Moses As a Mediator

THE Law Covenant instituted at Mount Sinai was not made with Moses, but with the people of Israel, as Moses declared: “And Moses called all Israel, and said unto them, Hear, O Israel, the statutes and judgments which I speak in your ears this day, that ye may learn them and keep and do them. The Lord our God made a covenant with us in Horeb. The Lord made not this covenant with our fathers, but with us, even us, who are all of us alive here this day.”—Deut. 5:1-3

Moses was merely the mouthpiece of that covenant. The word “mediator” signifies “go-between”; as Moses said, “I stood between God and you.” (Deut. 5:5) The terms of the covenant and the arrangements of the mediator place the responsibility upon the mediator as the representative of the people, and as the representative of God to the people.

Correspondingly, Christ is the Mediator of the New Covenant. He is not yet completed. The Head has finished his work, ascended to glory, and has become the Advocate of those who desire to become members of his body, and for eighteen centuries God has been receiving the members of the body of Christ, the Mediator, into relationship with himself. Soon the last member of the foreknown and fore-ordained number of the elect will have been called, accepted, and found faithful; and then this age will end, because the great Prophet, Priest, King, Judge, and Mediator will be complete. And more than this, he will have finished his sacrifice—the sacrifice of the flesh, the merit of which is to go to Israel and the world, under the terms of the New Covenant: “They shall obtain mercy through your mercy.”—Rom. 11:31

So it was in the type. Before the Law Covenant was inaugurated, Moses took bulls and goats and slew them and used the blood thereof for the sprinkling of the tables of the law, representing the Almighty and his obligations to the covenant, and then he sprinkled the people, bringing them under the obligations of the covenant. The antitype of this is that immediately after The Christ is glorified beyond the veil, he will apply the merit of his sin-atonement of Calvary for the satisfaction of the whole world, and as the basis of the New Covenant which will be inaugurated with Israel, as promised.—Jer. 31:31

“To the Jew First” Is the Divine Arrangement

The sprinkling of Israel will come first—“To the Jew first” is the divine arrangement, as the offer of the privilege of becoming members of spiritual Israel was first offered to the Jews. But it will not cease with them. Many nations will be sprinkled—all who will. The knowledge of the glory of the Lord will fill the whole earth, and many nations shall say, “Come, let us go up to the house of the Lord; he will teach us his way, we will walk in his paths, for the law shall go forth from Mount Zion [the heavenly or spiritual kingdom] and the Word of the Lord from Jerusalem [the earthly phase of the kingdom, represented by the Ancient Worthies, whom Messiah will make princes, or rulers, in all the earth].”

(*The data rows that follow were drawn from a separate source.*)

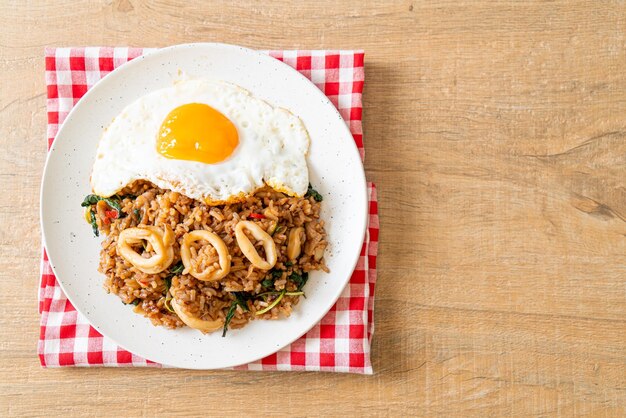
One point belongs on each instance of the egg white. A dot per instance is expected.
(273, 144)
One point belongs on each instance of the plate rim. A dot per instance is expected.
(46, 175)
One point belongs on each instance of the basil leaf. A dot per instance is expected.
(90, 199)
(229, 317)
(113, 202)
(314, 194)
(299, 279)
(94, 224)
(178, 268)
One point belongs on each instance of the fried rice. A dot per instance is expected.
(247, 292)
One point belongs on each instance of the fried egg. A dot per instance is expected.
(209, 140)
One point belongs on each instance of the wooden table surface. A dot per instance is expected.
(496, 133)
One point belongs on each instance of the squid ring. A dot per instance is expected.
(220, 247)
(161, 242)
(248, 249)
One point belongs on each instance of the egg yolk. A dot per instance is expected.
(197, 132)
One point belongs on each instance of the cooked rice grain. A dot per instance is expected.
(210, 300)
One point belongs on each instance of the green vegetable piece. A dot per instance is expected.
(90, 199)
(299, 279)
(178, 268)
(314, 194)
(242, 299)
(113, 202)
(271, 305)
(94, 224)
(229, 317)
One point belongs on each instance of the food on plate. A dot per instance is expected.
(208, 140)
(202, 193)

It will be seen that while it took but a moment to sprinkle the tables of the law, it must have taken Moses a considerable time to sprinkle all the people, numbering millions. And, in the antitype, that work lasts for a thousand years. During the entire thousand years of the reign of Christ upon his mediatorial throne the work of sprinkling the people—the work of justifying them, making them acceptable, cleansing them from sin, and bringing them into relationship with the covenant and its demands of perfect obedience—will be in process. At the close of the thousand years, when all of the people shall have been sprinkled—when all who desire to avail themselves of God’s gracious arrangement through Christ shall have done so—the mediatorial kingdom will come to an end; having finished its intended work the disloyal and disobedient will be destroyed in the second death. Thenceforth the New Covenant between God and men will remain a perpetual covenant. Through all eternity it will be true that Jesus was the Mediator of that covenant, but his mediatorial office will not continue.

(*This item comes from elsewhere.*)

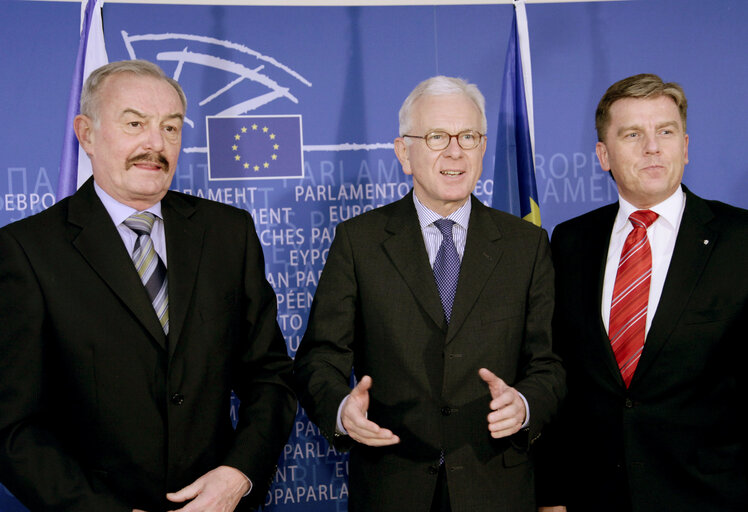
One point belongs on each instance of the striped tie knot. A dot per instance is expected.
(643, 218)
(141, 223)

“Still Beloved for the Fathers’ Sakes”

So it was in the case of Moses: the Law Covenant which he mediated was binding both upon God and Israel for a time whether Moses lived or died. Long after his death it was still spoken of as the Mosaic Law Covenant, and Moses was referred to as the one who mediated that covenant. Since the people could not fulfil the demands of the law, they could not have the everlasting life which it promised, but instead received its curse or condemnation of death. The atonement day, year by year, took knowledge of this fact and typically made satisfaction for their sins of the year and gave the Israelites another year’s opportunity in God’s favor, to try whether or not they could obey the law and gain everlasting life. But since the temple has been destroyed, and the Jewish priesthood lost, they have had no further repetition of the atonement-day sacrifices for now more than eighteen centuries, and hence, for all this period of time, they are completely cut off from manifestations of divine favor. The apostle, however, assures us that they “are still beloved for the fathers’ sakes,” and that in the divine plan a blessing is yet to come to them.

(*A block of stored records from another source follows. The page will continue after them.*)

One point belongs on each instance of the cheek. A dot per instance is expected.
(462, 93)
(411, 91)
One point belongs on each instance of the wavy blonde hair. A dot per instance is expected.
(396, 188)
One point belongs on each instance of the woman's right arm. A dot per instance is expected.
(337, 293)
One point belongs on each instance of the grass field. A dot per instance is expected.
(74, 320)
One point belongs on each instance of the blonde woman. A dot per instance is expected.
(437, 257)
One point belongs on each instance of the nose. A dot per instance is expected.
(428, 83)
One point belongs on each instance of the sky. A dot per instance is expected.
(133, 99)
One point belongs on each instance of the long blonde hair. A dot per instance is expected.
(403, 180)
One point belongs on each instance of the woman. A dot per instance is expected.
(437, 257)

That blessing will come from under the New Covenant, established by the better Mediator. All who will accept him and the gracious arrangements of his mediatorial kingdom will attain the highest blessings promised to the nation, and become associated in the kingdom, which for a thousand years will bless all people with the gracious opportunity for returning to divine favor on the same terms—obedience to the extent of ability and faith in the Redeemer.